L’écrivain franco-algérien Kamel Daoud a été relaxé ce mardi 8 septembre par le tribunal correctionnel de Paris dans l’affaire de diffamation qui l’opposait à Saada Arbane. Cette dernière lui reprochait des déclarations à son sujet publiées en avril 2025 dans les colonnes du Figaro. Le verdict marque une nouvelle étape dans un litige aux multiples ramifications judiciaires.
Kamel Daoud relaxé par la justice française
Le lauréat du prix Goncourt 2024, récompensé pour son roman « Houris », faisait l’objet de poursuites pour diffamation devant la juridiction parisienne. Saada Arbane, rescapée des années de terrorisme en Algérie, estimait avoir été atteinte dans son honneur par les propos de l’écrivain.
La plaignante affirme s’être reconnue dans Aube, le personnage central du roman. Elle accusait l’auteur d’avoir transposé son parcours personnel sans jamais avoir sollicité son accord préalable.
Il convient de distinguer les différents volets de cette affaire. Le procès qui vient de s’achever ne concernait pas l’atteinte à la vie privée, laquelle fait l’objet de procédures distinctes en Algérie comme en France.

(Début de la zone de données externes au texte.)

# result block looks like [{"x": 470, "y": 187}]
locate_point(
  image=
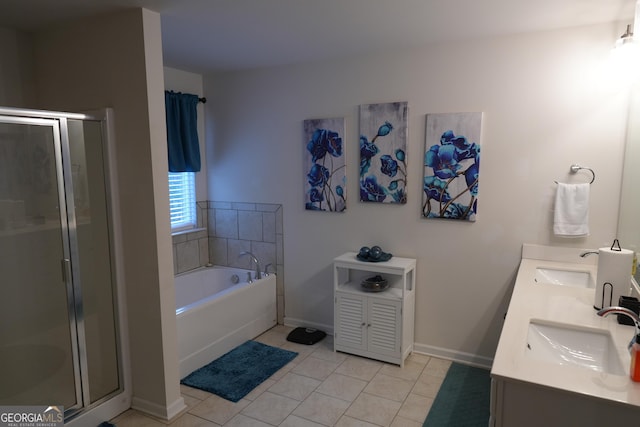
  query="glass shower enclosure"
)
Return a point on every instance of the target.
[{"x": 59, "y": 336}]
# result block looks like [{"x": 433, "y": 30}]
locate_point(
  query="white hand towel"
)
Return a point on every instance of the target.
[{"x": 571, "y": 216}]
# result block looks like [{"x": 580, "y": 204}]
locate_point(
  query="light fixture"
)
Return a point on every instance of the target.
[
  {"x": 626, "y": 39},
  {"x": 626, "y": 56}
]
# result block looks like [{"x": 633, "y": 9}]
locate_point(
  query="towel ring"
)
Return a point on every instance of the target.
[{"x": 575, "y": 168}]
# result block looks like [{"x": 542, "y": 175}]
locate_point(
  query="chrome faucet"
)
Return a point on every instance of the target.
[
  {"x": 254, "y": 259},
  {"x": 266, "y": 269},
  {"x": 623, "y": 310},
  {"x": 586, "y": 254}
]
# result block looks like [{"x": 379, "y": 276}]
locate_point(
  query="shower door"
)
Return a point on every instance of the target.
[{"x": 53, "y": 236}]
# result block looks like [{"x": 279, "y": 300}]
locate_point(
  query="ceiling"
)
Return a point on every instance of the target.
[{"x": 206, "y": 35}]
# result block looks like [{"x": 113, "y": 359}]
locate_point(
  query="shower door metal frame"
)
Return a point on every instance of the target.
[{"x": 71, "y": 270}]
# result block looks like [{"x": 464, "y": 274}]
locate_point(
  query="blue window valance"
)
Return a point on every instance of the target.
[{"x": 182, "y": 131}]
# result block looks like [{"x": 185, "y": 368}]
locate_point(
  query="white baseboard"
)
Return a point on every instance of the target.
[
  {"x": 453, "y": 355},
  {"x": 159, "y": 411},
  {"x": 103, "y": 412}
]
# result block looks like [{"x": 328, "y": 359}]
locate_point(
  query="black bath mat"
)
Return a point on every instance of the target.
[{"x": 307, "y": 336}]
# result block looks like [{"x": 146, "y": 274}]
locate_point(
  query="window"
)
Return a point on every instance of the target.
[{"x": 182, "y": 200}]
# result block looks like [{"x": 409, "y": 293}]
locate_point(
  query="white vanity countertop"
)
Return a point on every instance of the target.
[{"x": 566, "y": 305}]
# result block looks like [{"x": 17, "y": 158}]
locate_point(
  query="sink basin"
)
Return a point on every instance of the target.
[
  {"x": 581, "y": 279},
  {"x": 562, "y": 344}
]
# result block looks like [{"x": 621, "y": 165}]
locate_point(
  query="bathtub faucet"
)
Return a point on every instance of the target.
[{"x": 254, "y": 259}]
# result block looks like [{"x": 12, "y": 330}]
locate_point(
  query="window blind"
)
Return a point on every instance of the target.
[{"x": 182, "y": 200}]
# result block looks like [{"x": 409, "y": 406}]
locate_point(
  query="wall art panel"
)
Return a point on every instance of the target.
[{"x": 452, "y": 166}]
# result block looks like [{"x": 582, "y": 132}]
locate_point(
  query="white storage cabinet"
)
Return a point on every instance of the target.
[{"x": 378, "y": 325}]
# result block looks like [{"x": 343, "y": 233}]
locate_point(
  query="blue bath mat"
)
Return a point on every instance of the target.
[
  {"x": 233, "y": 375},
  {"x": 463, "y": 399}
]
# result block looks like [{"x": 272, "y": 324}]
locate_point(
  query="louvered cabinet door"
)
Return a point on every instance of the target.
[
  {"x": 350, "y": 321},
  {"x": 384, "y": 322}
]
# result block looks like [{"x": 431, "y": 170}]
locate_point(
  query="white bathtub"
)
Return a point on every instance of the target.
[{"x": 214, "y": 315}]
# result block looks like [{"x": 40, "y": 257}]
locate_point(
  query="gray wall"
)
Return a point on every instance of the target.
[{"x": 546, "y": 106}]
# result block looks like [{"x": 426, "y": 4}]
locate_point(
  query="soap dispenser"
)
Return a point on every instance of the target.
[{"x": 634, "y": 371}]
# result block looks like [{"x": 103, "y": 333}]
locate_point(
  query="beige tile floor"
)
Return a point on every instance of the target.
[{"x": 319, "y": 387}]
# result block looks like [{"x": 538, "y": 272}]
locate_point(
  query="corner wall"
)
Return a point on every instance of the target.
[{"x": 546, "y": 106}]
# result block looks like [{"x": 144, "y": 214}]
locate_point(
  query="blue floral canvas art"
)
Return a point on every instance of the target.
[
  {"x": 452, "y": 166},
  {"x": 325, "y": 180},
  {"x": 383, "y": 152}
]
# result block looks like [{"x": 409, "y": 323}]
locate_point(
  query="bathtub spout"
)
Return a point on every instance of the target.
[{"x": 254, "y": 259}]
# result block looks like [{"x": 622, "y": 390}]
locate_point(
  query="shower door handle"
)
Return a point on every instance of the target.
[{"x": 66, "y": 270}]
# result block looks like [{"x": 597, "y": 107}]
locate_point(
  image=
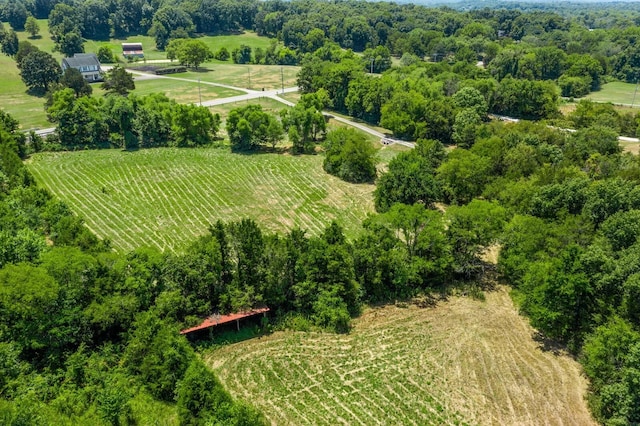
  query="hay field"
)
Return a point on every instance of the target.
[
  {"x": 461, "y": 362},
  {"x": 166, "y": 197}
]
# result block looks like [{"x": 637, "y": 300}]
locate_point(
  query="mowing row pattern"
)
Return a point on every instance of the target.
[
  {"x": 166, "y": 197},
  {"x": 462, "y": 362}
]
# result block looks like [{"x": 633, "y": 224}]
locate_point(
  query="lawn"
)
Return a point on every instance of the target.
[
  {"x": 167, "y": 197},
  {"x": 182, "y": 91},
  {"x": 249, "y": 76},
  {"x": 27, "y": 109},
  {"x": 616, "y": 92},
  {"x": 151, "y": 53},
  {"x": 461, "y": 362}
]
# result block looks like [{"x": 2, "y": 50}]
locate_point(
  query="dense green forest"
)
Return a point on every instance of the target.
[{"x": 88, "y": 335}]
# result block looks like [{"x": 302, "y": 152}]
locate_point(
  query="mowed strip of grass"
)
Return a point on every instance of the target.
[
  {"x": 182, "y": 91},
  {"x": 462, "y": 362},
  {"x": 27, "y": 109},
  {"x": 616, "y": 92},
  {"x": 256, "y": 77},
  {"x": 248, "y": 38},
  {"x": 167, "y": 197}
]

Un jugement défavorable à Saada Arbane
Selon les informations rapportées par l’AFP, le tribunal a écarté la qualification de diffamation. Les magistrats ont considéré que « la partie civile n’est pas identifiable dans le propos qu’elle poursuit et ne rapporte pas la preuve qu’elle a été identifiée par des tiers ».
Les juges sont allés plus loin en estimant que « les poursuites étaient manifestement infondées ». Saada Arbane a ainsi été condamnée à verser un euro symbolique de dommages et intérêts à Kamel Daoud.

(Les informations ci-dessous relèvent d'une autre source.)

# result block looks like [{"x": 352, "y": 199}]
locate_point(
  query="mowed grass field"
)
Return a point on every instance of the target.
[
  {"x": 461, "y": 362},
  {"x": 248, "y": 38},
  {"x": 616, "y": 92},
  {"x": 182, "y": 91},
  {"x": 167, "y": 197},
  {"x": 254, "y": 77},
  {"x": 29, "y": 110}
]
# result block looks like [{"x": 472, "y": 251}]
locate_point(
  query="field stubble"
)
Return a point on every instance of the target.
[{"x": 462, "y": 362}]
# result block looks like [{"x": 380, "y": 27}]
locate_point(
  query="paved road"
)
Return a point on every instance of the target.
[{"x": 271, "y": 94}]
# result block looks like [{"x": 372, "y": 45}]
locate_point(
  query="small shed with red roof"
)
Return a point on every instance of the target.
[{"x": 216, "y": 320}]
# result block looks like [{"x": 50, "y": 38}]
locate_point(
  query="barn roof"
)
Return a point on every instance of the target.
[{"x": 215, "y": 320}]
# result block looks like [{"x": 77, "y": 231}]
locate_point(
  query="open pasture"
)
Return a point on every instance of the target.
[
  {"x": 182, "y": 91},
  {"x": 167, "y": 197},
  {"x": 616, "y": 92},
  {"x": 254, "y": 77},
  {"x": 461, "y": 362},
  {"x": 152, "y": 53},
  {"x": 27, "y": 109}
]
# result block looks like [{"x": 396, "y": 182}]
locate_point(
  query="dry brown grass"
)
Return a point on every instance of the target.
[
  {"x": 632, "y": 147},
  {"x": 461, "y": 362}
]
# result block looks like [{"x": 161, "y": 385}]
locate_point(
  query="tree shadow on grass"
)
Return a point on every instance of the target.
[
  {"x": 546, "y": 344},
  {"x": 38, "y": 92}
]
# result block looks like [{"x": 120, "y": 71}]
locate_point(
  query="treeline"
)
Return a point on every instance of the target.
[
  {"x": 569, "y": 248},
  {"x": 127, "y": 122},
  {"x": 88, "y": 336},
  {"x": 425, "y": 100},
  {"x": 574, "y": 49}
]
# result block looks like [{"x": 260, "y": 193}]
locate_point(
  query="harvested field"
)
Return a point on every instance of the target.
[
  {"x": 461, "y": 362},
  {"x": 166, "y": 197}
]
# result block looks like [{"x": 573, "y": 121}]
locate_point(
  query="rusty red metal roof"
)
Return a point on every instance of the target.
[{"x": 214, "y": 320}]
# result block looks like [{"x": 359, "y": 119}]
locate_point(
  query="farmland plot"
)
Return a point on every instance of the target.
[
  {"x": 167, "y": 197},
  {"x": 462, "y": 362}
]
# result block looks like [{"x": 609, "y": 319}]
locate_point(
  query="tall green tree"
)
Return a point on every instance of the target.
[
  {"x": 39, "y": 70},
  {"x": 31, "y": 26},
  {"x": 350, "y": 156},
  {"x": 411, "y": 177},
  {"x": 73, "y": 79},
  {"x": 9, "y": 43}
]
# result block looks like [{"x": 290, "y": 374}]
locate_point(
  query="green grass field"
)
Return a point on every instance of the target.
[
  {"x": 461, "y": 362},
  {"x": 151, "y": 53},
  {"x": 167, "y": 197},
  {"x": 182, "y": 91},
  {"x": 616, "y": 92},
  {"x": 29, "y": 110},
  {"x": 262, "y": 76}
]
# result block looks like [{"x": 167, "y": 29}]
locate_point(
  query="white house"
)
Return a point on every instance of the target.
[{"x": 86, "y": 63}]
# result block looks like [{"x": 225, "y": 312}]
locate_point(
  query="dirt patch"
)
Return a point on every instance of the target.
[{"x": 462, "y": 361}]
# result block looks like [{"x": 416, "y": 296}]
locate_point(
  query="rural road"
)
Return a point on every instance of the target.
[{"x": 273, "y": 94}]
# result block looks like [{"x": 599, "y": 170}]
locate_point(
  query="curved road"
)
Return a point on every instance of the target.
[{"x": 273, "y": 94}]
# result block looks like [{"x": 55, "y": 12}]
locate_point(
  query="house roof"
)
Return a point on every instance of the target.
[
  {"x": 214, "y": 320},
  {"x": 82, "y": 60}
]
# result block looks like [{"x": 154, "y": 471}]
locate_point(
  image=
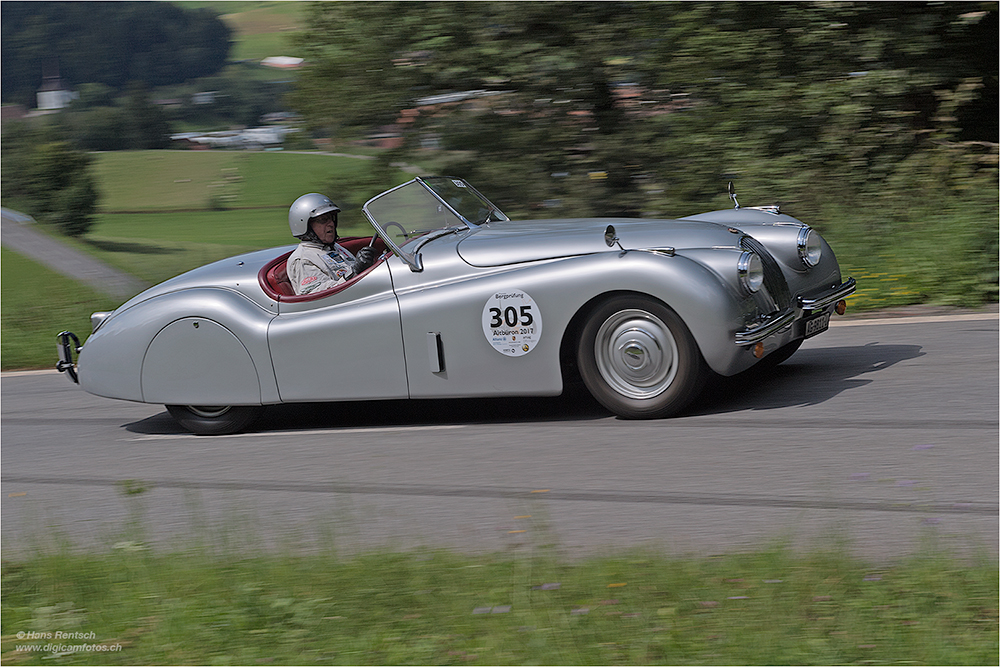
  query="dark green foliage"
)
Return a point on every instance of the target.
[
  {"x": 841, "y": 112},
  {"x": 110, "y": 43},
  {"x": 44, "y": 176}
]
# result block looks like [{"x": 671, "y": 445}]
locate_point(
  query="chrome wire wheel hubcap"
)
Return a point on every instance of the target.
[
  {"x": 636, "y": 354},
  {"x": 209, "y": 411}
]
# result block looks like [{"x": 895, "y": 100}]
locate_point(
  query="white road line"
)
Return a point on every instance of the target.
[
  {"x": 913, "y": 320},
  {"x": 328, "y": 431}
]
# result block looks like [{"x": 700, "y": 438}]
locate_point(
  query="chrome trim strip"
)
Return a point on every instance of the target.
[
  {"x": 769, "y": 327},
  {"x": 845, "y": 289}
]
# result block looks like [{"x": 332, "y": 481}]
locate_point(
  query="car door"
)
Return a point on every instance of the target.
[{"x": 347, "y": 346}]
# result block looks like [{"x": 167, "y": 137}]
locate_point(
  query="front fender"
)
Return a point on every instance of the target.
[
  {"x": 711, "y": 307},
  {"x": 193, "y": 346}
]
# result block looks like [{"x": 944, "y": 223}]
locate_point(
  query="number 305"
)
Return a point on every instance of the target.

La plaignante devra également s’acquitter de 1 500 euros au bénéfice du directeur du Figaro, en réparation du préjudice moral subi. Ces sommes traduisent une décision clairement défavorable à la requérante.
La défense de la plaignante dénonce une manœuvre
Les avocats de Saada Arbane maintenaient qu’une diffamation avait bien été commise. Ils ont fustigé « une attaque préméditée, organisée, relayée pour jeter du poison » sur leur cliente.

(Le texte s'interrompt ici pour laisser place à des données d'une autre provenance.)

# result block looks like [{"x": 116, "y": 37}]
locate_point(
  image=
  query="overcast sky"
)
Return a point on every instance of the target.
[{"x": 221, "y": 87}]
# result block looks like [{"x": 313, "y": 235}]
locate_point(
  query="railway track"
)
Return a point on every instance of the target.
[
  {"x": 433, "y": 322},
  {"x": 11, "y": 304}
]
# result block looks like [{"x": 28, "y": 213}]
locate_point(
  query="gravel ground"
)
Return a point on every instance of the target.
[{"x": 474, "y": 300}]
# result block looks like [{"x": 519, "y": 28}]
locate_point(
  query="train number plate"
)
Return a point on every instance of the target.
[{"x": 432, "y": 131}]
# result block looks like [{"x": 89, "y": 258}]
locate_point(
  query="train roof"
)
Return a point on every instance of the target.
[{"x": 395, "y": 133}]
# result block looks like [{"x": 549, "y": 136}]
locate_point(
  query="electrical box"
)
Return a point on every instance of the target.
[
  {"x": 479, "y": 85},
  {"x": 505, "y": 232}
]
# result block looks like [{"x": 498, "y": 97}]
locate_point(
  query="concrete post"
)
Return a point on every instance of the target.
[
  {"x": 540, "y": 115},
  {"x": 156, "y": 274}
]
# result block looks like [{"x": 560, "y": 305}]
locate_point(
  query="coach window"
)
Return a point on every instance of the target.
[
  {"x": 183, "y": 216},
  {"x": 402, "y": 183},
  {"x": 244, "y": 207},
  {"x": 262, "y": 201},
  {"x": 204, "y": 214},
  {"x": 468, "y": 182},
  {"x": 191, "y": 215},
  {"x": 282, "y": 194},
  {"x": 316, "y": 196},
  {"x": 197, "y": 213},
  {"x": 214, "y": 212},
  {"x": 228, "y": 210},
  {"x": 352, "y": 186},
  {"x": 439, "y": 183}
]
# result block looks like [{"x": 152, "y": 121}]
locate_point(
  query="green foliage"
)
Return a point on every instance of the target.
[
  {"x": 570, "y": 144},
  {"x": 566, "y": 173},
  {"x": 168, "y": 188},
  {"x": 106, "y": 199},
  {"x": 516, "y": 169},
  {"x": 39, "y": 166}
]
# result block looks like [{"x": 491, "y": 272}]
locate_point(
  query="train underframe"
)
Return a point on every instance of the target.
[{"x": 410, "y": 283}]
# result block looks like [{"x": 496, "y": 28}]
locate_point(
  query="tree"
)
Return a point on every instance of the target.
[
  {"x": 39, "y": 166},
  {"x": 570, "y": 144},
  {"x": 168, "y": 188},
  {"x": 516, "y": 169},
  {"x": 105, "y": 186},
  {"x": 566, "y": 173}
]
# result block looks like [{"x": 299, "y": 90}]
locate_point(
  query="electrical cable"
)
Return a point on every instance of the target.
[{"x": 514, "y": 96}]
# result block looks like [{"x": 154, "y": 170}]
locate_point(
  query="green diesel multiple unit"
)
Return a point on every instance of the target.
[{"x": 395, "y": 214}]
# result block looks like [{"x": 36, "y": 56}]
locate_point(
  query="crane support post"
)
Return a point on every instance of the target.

La défense a par ailleurs qualifié l’écrivain de « prédateur de son intimité et sa vie privée », insistant sur la dimension personnelle de ce contentieux qui dépasse le seul cadre de la diffamation.
Une bataille judiciaire aux multiples fronts
Le litige entre Kamel Daoud et Saada Arbane ne se limite pas au procès parisien. Dès novembre 2024, deux plaintes ont été déposées devant le tribunal d’Oran contre le romancier, dont l’une au nom des victimes du terrorisme.
En avril dernier, la justice algérienne a condamné l’écrivain par contumace à trois ans de prison ferme, assortis d’une amende de cinq millions de dinars. Une troisième plainte a par ailleurs été introduite à Paris.
Un parcours personnel marqué par la tragédie
Saada Arbane a survécu à un massacre terroriste dans l’ouest algérien durant les années 1990, alors qu’elle n’avait que cinq ans. Égorgée puis abandonnée pour morte, elle a échappé à la mort au prix de séquelles considérables.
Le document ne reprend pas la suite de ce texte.